Previous experience in animal models and initial experiences in clinical trials suggest that these vectors are, generally, safe. However, serious complications have been reported in clinical trials that have used retroviral vectors to treat X-linked SCID, chronic granulomatous disease, and Wiskott-Aldrich syndrome. Although gene therapy produced excellent clinical outcomes in most children, several cases of acute myeloid and lymphoid leukemias were reported 2.5 to 5 years after therapy. This has been directly attributed to the activation of proto-oncogenes in proximity to the viral integration site, which occurs due to the tendency of retroviral vectors to insert near promoter regions. The powerful enhancers within the vectors that are used to drive expression of the therapeutic gene may also activate nearby oncogenes. Consequently, newer generation retroviral vectors, used in most modern clinical trials, are designed with removal of endogenous strong enhancer elements using a self-inactivating design to decrease oncogenicity. These newer vectors have been successfully used to treat X-SCID and Wiskott-Aldrich syndrome without induction of cancer.

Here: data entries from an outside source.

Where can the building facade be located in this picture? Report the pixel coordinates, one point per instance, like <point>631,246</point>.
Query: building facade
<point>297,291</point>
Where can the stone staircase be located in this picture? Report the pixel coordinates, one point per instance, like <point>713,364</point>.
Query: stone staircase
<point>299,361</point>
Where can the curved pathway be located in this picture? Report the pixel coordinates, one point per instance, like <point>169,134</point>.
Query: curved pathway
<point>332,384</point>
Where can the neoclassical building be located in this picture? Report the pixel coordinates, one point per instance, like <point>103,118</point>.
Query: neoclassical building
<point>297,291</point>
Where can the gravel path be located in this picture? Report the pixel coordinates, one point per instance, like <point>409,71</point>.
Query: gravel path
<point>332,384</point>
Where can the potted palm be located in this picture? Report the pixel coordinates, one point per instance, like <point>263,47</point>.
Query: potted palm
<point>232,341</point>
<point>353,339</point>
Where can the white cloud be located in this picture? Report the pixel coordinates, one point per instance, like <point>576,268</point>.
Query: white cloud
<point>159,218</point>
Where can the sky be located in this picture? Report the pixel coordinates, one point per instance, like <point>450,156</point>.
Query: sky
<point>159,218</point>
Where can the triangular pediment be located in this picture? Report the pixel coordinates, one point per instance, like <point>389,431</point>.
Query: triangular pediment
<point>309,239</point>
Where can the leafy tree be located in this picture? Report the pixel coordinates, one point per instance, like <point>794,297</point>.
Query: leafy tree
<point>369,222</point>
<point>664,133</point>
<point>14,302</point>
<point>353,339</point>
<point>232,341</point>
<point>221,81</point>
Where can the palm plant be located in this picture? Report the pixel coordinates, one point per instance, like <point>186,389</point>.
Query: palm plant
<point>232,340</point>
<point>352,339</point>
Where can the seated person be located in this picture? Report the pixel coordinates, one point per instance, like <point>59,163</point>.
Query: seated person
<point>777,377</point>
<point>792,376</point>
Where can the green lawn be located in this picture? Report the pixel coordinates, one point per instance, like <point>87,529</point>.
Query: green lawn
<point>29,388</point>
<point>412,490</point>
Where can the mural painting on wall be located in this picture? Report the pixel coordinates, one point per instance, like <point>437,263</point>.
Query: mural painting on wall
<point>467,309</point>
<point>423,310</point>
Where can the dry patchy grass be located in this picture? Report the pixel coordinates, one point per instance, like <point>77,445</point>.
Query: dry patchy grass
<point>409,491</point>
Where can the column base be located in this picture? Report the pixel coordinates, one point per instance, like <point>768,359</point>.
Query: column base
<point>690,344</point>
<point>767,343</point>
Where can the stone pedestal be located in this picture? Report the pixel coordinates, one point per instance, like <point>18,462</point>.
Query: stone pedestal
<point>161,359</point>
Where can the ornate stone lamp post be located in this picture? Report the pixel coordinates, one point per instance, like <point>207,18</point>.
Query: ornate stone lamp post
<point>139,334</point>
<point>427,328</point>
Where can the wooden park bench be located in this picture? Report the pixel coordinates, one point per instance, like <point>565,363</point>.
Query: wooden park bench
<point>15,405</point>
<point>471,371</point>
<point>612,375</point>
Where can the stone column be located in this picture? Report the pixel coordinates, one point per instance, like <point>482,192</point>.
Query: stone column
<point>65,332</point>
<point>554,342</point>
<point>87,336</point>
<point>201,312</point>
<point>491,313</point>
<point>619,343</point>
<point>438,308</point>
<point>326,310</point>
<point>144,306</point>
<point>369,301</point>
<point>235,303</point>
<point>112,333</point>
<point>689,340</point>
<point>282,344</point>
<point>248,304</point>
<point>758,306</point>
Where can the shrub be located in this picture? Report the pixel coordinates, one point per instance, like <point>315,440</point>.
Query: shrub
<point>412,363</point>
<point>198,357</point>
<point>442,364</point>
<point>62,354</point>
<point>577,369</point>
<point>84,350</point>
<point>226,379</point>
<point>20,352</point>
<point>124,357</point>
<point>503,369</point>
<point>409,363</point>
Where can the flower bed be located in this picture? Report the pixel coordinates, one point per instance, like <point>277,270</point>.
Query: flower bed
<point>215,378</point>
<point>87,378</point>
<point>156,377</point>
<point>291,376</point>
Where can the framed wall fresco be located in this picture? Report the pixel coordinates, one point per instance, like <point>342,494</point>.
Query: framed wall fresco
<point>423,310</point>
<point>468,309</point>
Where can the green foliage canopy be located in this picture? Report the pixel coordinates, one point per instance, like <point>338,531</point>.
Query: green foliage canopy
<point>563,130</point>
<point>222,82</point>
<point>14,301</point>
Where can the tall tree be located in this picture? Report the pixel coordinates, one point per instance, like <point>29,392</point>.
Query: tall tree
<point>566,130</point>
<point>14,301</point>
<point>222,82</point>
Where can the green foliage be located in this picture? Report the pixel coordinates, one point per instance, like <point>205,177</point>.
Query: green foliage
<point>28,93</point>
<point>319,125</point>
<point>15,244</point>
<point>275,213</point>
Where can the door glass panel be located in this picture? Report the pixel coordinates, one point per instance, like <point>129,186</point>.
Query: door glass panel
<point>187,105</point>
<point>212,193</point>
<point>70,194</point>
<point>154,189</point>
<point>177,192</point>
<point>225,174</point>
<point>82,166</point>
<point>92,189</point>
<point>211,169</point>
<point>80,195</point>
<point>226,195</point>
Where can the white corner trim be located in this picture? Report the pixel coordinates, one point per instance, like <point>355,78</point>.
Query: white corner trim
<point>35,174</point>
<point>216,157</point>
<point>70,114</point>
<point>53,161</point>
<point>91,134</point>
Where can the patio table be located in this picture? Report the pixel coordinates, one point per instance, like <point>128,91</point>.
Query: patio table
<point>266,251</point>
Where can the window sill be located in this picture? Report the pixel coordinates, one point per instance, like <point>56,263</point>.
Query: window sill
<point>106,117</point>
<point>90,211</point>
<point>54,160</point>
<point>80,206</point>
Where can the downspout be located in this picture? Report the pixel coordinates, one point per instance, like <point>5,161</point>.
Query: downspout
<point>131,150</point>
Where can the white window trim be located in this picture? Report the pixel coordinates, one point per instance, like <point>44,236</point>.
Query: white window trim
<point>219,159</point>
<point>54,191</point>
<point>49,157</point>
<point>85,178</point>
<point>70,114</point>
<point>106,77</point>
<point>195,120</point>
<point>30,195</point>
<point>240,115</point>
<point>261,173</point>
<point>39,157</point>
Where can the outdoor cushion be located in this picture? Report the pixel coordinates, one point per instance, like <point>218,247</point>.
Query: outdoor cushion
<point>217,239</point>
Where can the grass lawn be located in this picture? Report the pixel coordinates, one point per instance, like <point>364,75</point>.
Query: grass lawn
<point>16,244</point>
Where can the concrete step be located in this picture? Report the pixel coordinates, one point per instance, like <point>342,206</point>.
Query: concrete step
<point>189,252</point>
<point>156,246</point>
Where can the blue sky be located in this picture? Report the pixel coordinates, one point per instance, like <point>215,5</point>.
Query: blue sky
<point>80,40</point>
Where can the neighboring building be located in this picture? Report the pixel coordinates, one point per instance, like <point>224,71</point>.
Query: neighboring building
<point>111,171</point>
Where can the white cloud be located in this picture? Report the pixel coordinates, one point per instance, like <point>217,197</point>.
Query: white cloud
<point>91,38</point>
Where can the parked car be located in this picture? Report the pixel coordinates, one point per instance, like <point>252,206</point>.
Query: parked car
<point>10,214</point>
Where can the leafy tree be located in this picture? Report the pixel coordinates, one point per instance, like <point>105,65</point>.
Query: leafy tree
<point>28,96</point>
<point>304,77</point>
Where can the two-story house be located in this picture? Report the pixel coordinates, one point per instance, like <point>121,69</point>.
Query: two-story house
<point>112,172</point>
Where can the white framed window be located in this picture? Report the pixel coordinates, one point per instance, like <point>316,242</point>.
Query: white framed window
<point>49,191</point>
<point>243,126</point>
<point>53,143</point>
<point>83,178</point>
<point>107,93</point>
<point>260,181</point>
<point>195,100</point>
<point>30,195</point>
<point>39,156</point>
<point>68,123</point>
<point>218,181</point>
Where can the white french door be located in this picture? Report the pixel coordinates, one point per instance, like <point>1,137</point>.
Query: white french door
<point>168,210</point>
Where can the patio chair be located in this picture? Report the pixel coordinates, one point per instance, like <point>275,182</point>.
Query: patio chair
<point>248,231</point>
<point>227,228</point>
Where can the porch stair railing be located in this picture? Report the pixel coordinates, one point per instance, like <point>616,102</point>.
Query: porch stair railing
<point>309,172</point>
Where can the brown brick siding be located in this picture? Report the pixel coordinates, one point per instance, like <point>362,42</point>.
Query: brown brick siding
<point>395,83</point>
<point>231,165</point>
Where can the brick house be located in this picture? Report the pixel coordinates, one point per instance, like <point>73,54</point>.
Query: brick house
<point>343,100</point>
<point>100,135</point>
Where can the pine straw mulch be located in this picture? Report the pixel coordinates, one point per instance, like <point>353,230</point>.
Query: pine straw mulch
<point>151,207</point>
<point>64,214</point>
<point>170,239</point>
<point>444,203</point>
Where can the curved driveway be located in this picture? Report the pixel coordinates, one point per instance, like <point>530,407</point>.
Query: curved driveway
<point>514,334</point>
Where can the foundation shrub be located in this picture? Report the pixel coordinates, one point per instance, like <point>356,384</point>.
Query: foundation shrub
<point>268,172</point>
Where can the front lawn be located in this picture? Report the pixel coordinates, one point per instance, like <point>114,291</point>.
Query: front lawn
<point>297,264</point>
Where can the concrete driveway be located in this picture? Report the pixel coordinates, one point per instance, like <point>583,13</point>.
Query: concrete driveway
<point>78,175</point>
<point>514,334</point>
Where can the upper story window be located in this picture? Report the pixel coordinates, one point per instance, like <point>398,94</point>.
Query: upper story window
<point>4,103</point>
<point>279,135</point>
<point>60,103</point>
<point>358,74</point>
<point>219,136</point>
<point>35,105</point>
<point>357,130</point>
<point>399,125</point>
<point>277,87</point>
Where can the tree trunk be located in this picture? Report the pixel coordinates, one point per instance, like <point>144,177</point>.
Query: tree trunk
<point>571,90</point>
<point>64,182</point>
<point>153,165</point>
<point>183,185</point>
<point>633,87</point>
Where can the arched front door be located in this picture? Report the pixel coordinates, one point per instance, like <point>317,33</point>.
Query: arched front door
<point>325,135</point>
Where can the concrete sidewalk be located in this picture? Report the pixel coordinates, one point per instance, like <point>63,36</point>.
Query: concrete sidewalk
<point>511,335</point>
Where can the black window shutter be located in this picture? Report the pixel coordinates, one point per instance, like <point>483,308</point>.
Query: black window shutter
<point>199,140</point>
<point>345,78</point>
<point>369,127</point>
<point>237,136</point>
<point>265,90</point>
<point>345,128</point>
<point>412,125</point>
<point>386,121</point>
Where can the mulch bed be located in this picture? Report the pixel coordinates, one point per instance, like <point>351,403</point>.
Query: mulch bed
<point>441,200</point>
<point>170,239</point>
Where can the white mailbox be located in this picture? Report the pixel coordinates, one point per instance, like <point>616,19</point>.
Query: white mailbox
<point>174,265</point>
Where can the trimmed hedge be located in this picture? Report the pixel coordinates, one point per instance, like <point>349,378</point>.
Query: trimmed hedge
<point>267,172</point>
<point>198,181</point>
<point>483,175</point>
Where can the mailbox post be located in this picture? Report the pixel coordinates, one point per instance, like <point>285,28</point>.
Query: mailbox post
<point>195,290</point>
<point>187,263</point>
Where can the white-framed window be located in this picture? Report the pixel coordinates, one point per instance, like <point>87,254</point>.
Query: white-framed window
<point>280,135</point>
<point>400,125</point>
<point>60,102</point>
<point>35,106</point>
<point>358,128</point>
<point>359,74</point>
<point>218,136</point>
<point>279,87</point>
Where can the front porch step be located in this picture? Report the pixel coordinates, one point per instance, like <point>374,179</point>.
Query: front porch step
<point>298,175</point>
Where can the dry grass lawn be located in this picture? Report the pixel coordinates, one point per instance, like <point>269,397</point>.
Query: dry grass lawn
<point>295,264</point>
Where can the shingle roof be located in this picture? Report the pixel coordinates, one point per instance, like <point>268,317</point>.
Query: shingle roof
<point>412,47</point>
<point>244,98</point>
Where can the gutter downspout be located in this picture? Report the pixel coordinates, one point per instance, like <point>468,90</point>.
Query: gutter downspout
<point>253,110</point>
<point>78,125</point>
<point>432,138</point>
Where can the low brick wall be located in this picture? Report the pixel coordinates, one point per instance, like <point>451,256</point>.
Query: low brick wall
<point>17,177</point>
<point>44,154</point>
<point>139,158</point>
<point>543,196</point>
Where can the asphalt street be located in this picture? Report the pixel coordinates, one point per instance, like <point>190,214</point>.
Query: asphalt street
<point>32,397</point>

In fact, retroviral vectors have been recently used to engineer T cells as a treatment for cancer. Chimeric antigen receptors (CARs) are custom receptors targeted toward a specific antigen that can effectively reprogram the specificity and function of T cells. Typically, CARs are transduced into T cells ex vivo and then administered systemically, triggering a rapid expansion in antigen-specific T cells. Given that the generation of CAR-T cells requires stable persistent gene expression, lentiviral vectors are often used to transduce T cells, though more recently, CRISPR-Cas9 has been used for this purpose. Therapy using CAR-T cells targeting CD19 has induced remission in refractory acute lymphoblastic leukemia and diffuse large B cell lymphoma. The responses were durable enough that the FDA approved two separate CAR-T based therapies in 2017. CAR-T treatment of solid tumors is under investigation, though the absence of tumor-specific cell surface antigens has complicated the targeting of these therapies. Furthermore, CAR-T therapy has triggered cytokine release syndrome and neurotoxicity, which has led to serious morbidity and even death in patients. The safety profile of CAR-T therapies will need to be established before widespread clinical use becomes mainstream.